Editors Note:

EDITOR'S NOTE: Fresh off a three year managerial stint, your friendly neighborhood lenslinger is back on the street and under heavy deadline. As the numbing effects of his self-imposed containment wear off, vexing reflections and pithy epistles are sure to follow...

Wednesday, April 16, 2008

NAB 08: Gadgets and Asshats

Drop a hundred thousand or so TV geeks onto the glittering scab of Las Vegas and what do you get? A hangover in the making. But enough about my head, let’s go to the show! Officially it’s known as the Electronic Media Show, an annual Spring summit of gear-heads, Power Suits and sleazoids of every stripe - sponsored by the National Association of Broadcasters. But stroll through the Las Vegas Convention Center and you quickly realize NAB is all about the gadgets. Sat trucks with vertical thrust, microphone flags that glow in the dark and enough plasma flatties to trigger to cause a brownout at nearby Hoover Dam. Me, I’m a people person - one whose eyes glaze over whenever the engineer types wax all over the schematics. Still, I’d be remiss in my self-appointed role as stumbling pundit if I didn’t at least mention some of the whatchamadoodles:

It’s a motor home, it’s a space shuttle, it’s WRAL’s spiffy new Sat Truck! Sporting an eye-bleeding array of logos, gravel-crunching mojo and enough electronics onboard to give most photogs a stroke-0, this SNG/ENG road hog is a sight to behold. Hard to believe it’s even remotely related to El Ocho’s own Santa Maria. Here’s hoping I don’t ding it with the door of Unit Four at the next Carolina broadcast encampment. That's a cross-market beatdown I don't need.
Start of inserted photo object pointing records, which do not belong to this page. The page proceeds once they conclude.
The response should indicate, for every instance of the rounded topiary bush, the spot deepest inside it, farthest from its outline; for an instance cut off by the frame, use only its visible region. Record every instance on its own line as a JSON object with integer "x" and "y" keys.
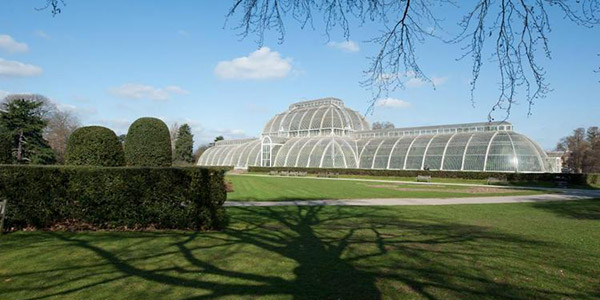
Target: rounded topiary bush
{"x": 94, "y": 146}
{"x": 148, "y": 144}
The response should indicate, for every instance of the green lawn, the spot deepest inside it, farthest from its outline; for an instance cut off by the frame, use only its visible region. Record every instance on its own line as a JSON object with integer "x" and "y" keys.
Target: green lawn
{"x": 261, "y": 188}
{"x": 492, "y": 251}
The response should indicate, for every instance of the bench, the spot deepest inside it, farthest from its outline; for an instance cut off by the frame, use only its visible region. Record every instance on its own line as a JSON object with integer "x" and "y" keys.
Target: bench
{"x": 423, "y": 178}
{"x": 2, "y": 213}
{"x": 561, "y": 182}
{"x": 494, "y": 180}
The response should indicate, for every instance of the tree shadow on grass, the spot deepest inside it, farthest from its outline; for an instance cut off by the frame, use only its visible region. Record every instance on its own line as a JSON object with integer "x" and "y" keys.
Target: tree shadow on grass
{"x": 320, "y": 253}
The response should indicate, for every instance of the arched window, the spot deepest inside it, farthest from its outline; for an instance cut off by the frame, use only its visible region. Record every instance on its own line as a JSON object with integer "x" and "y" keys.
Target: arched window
{"x": 267, "y": 152}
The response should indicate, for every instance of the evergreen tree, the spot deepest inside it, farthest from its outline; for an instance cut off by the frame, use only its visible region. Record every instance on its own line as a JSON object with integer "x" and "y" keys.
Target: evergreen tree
{"x": 22, "y": 116}
{"x": 184, "y": 145}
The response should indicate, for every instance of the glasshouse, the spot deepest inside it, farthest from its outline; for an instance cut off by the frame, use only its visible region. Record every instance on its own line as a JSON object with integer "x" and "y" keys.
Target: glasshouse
{"x": 324, "y": 133}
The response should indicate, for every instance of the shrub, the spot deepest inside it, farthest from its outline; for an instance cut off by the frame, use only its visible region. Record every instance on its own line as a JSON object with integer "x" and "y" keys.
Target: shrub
{"x": 94, "y": 146}
{"x": 148, "y": 144}
{"x": 105, "y": 197}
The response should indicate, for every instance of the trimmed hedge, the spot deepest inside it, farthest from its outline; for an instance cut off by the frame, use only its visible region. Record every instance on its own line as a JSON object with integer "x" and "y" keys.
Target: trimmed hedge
{"x": 94, "y": 146}
{"x": 573, "y": 179}
{"x": 148, "y": 144}
{"x": 102, "y": 197}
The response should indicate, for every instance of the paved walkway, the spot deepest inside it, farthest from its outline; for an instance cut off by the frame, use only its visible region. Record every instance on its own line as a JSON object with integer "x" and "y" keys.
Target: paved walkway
{"x": 557, "y": 195}
{"x": 413, "y": 201}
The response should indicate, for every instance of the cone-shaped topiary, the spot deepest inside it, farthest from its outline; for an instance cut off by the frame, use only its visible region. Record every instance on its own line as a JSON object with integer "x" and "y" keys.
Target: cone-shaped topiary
{"x": 94, "y": 146}
{"x": 148, "y": 144}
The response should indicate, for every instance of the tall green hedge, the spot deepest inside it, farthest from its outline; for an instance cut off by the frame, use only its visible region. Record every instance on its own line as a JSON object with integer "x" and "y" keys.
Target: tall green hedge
{"x": 94, "y": 146}
{"x": 148, "y": 144}
{"x": 103, "y": 197}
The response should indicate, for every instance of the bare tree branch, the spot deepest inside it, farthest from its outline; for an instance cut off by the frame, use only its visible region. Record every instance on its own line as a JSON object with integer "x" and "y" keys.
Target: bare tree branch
{"x": 520, "y": 29}
{"x": 55, "y": 6}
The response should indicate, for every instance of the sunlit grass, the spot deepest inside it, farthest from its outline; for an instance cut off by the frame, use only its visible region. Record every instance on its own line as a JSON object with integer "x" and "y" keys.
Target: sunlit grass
{"x": 493, "y": 251}
{"x": 262, "y": 188}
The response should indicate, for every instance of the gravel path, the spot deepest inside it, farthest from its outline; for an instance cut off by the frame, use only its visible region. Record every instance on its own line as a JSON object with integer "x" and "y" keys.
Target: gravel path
{"x": 565, "y": 195}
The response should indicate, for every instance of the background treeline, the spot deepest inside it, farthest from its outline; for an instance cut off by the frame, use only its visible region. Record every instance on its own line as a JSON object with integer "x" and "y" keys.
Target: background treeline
{"x": 109, "y": 182}
{"x": 33, "y": 130}
{"x": 582, "y": 150}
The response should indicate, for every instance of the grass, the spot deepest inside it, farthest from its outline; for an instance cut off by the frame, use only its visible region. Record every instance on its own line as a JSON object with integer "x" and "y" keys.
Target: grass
{"x": 261, "y": 188}
{"x": 457, "y": 180}
{"x": 496, "y": 251}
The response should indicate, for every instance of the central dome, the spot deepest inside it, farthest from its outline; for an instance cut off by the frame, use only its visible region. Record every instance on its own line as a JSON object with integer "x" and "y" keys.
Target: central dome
{"x": 319, "y": 117}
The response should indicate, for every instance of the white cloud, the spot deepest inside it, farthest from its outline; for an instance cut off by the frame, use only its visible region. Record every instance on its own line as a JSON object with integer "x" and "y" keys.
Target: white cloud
{"x": 411, "y": 81}
{"x": 346, "y": 46}
{"x": 42, "y": 34}
{"x": 78, "y": 110}
{"x": 414, "y": 82}
{"x": 392, "y": 102}
{"x": 8, "y": 44}
{"x": 176, "y": 90}
{"x": 18, "y": 69}
{"x": 260, "y": 64}
{"x": 141, "y": 91}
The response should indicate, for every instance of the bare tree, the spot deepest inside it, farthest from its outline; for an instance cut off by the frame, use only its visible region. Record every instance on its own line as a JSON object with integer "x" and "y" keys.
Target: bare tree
{"x": 173, "y": 132}
{"x": 582, "y": 150}
{"x": 516, "y": 29}
{"x": 60, "y": 126}
{"x": 512, "y": 33}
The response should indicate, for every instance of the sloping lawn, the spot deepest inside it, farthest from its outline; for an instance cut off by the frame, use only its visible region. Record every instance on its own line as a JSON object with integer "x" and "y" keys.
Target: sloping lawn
{"x": 262, "y": 188}
{"x": 493, "y": 251}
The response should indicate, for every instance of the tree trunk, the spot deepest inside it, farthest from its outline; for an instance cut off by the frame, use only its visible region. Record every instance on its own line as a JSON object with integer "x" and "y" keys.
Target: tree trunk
{"x": 20, "y": 147}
NAB 08 Plasma FattiesBack in my day, we didn’t have giant video walls! We had shitty little monitors wrapped in blue canvas AND WE LIKED IT! In other words, there were more flat panel TV’s, cardio-inducing edit systems and rainbow selection of coax cable than this failed reporter can ever properly describe. Perhaps I’ll Leave it to The Weaver. For now just know that two thirds of what I walked by sailed right over my head, though the flashy, blinky things were awful purty.

This I saw two years ago, but it’s so intrinsically impractical, it deserves a second mocking. It’s a Segue -- with a Steadicam! I know, I know - why didn’t YOU think of that? I’ll tell you why…It doesn’t make any sense! Sure it must be fun to run - kinda like shooting home movies while riding a unicycle - but no matter how much I run my fingers through my thinning hair, I can’t figure out why you’d ever need one. I’ll gladly stand corrected. For now though, I’m getting’ the hell out the way.

Good News! We want you to model for us at the world’s largest electronic media show. Bad News! Ya gotta wear a too-tight jumpsuit with nipply sensor points! Oh, and ya hafta dance too! At least that’s how I envision the pitch made to the two painfully white women trying busting a groove while their computer generated counterparts herked and jerked in rhythm-less simulation. Think Laura Croft with far less sex appeal and all that pesky self-esteem.

Excuse me sir, but your chocolate’s in my peanut butter. And while you’re at it, it looks like your giant satellite dish fell on my Mini-Cooper. How else do you explain this contraption: quite possibly the globe’s most diminutive dish-hauler. I know, I know - it’s the perfect Christmas gift for that VJ in your life and the very idea of a Sat Truck will be laughable in the Magic Laptop Age, but with a cockpit that small, one has to wonder where you stuff the intern. Put your hand down, Bill.

1 comment:

turdpolisher said...

Bad News! Ya gotta wear a too-tight jumpsuit with nipply sensor points!

I think the camera is called a Nipplodeon.